The founder is a true productivity geek. When we chatted, he showed me a suite of utility tools that he uses and admires, from the work collaboration platform Notion, which hit $2 billion in valuation in 2020, to the no-code relational database tool Airtable which was valued at $5.77 billion last year.
Airgram has just closed its Series A funding round of $10 million as it gears up for an entry into North America. A year after launching in Japan, the company has amassed 500,000 unique users, including both free and paid ones, in the country where it brands itself as Notta, the Japanese transliteration of “note”.
Customers from all facets of society are using Notta, including tech companies, airlines, universities, hospitals, insurers, law firms, and some “unexpected” customers like religious organizations, according to Zhang.
Airgram, which is targeting English-speaking countries, is like a souped-up version of Notta. It has a convenient Chrome extension that lets users start capturing and transcribing whatever audio output from the browser with one click.

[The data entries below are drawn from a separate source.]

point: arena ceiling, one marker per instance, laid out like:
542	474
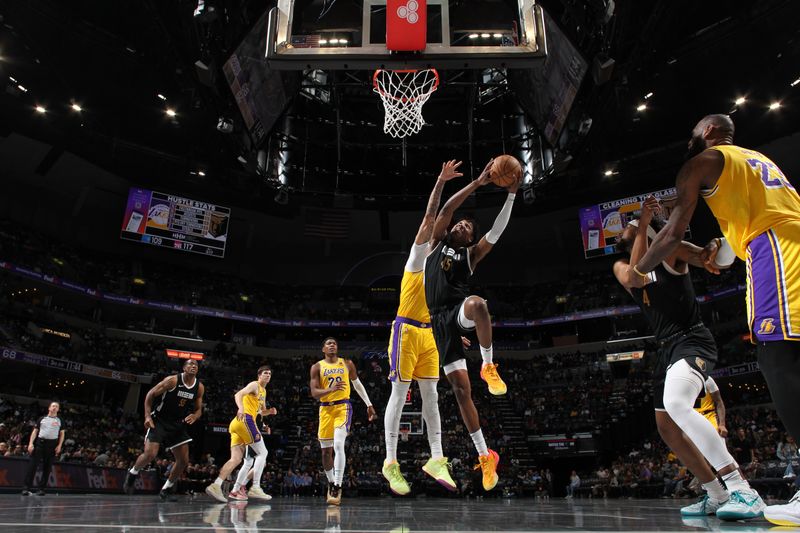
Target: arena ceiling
114	59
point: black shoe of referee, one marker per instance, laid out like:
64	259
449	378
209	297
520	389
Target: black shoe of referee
128	486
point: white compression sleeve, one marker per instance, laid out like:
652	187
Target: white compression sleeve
362	392
391	419
430	413
416	258
501	221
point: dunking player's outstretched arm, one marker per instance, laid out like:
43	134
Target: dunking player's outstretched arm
165	385
445	215
359	388
449	171
631	277
487	242
191	418
703	170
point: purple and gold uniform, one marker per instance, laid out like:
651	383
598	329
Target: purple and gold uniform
412	348
334	408
245	432
759	213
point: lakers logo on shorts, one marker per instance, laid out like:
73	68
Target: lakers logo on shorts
767	326
701	363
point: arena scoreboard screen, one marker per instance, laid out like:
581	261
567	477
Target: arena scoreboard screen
170	221
603	223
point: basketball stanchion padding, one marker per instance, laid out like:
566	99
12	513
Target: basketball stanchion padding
403	93
406	25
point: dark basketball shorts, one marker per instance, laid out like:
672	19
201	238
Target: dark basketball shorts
169	434
447	332
697	348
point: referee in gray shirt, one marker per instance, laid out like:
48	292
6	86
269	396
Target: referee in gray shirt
46	441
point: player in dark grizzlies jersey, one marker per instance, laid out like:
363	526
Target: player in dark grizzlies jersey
687	353
169	407
452	257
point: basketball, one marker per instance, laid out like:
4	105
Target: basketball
506	170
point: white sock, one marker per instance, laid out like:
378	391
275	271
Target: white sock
715	490
430	413
487	354
339	458
735	481
391	419
261	461
480	443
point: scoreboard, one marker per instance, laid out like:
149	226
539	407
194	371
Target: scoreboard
170	221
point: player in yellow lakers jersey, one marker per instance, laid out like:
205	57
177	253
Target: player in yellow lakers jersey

Like most transcription tools, Airgram also works by sending an audio recording bot into meetings as a participant.
The company keeps a development force in Shenzhen and is headquartered in Singapore. Its platform hosts customer data in their destination countries and “strictly follows compliance rules,” as the founder is well aware that privacy is key to getting users to trust a voice transcription service.
Airgram’s latest round was led by GL Ventures, the venture capital arm of the Asia-focused investment giant Hillhouse, with participation from Linear Capital, CDH Capital, and PKSHA SPARX Algorithm Fund, which was founded by publicly traded Japanese AI firm PKSHA and asset management company SPARX Group.